The US Department of Justice is reconsidering how victims in digital asset bankruptcies and enforcement cases are compensated.
In an April 7 memo, the DOJ said it may recommend new rules or legislative fixes after creditors in cases like FTX and Celsius lost out on billions in asset appreciation.
It cited several other bankruptcies and incidents where investors lost access to crypto holdings that later surged in value, including Voyager, Genesis, BlockFi, and Gemini.
Bitcoin, for example, traded below $18,000 when FTX collapsed in November 2022 but is now trading above $85,000.
Under current rules, creditors receive fiat compensation based on those old prices.
FTX began repaying customers in February and will ramp up distributions totaling $11.4 billion later this year, offering full cash recoveries plus 9% annual interest for claims under $50,000.
Nearly 400,000 claims worth up to $2.5 billion have already been disqualified due to know-your-customer noncompliance.
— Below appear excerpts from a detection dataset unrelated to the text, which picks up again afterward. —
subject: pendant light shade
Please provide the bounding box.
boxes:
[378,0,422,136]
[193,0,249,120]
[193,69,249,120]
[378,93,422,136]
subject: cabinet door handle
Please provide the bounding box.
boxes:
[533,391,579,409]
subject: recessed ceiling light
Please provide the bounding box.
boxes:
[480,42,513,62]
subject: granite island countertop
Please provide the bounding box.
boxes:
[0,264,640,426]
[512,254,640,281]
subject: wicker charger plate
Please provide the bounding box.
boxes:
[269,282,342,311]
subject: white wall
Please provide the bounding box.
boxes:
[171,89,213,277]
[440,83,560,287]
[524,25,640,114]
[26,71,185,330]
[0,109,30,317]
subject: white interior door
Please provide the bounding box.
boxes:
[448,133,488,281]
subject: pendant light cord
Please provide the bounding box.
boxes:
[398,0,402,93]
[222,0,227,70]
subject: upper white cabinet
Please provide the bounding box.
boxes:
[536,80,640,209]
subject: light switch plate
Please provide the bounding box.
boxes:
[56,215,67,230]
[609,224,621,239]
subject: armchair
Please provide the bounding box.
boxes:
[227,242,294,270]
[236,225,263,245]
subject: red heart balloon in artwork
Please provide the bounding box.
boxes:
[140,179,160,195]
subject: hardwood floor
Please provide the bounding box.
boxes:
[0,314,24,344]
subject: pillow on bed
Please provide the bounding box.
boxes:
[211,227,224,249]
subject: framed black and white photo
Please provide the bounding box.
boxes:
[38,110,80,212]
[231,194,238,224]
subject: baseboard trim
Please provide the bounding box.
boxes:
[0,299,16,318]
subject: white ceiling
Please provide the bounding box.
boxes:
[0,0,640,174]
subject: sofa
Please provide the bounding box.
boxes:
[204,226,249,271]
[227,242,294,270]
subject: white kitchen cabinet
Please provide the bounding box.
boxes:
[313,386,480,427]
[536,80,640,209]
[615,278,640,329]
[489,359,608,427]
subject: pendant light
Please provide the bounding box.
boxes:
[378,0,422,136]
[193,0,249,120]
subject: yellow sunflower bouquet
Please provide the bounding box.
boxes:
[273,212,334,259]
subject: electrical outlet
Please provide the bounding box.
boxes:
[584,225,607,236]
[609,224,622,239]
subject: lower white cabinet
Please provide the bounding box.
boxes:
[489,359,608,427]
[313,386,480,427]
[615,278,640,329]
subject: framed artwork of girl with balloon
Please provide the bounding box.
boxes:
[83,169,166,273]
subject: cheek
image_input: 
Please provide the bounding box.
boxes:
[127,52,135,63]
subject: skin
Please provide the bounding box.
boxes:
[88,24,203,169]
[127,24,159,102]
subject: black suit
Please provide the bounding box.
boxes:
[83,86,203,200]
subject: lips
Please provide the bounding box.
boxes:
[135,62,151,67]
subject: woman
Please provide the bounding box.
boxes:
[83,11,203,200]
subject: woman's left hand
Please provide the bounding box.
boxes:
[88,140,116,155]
Many creditors say they were never properly informed.
Celsius, which exited bankruptcy in January 2024, has since distributed nearly 98% of eligible crypto assets, according to a court filing last month.
To date, the company claims to have disbursed over $2.8 billion to creditors.
However, legal experts say revising the rules won’t be easy.
Pegging repayments to current market prices could introduce timing disputes, unfair outcomes, and added risk if volatile assets plunge again.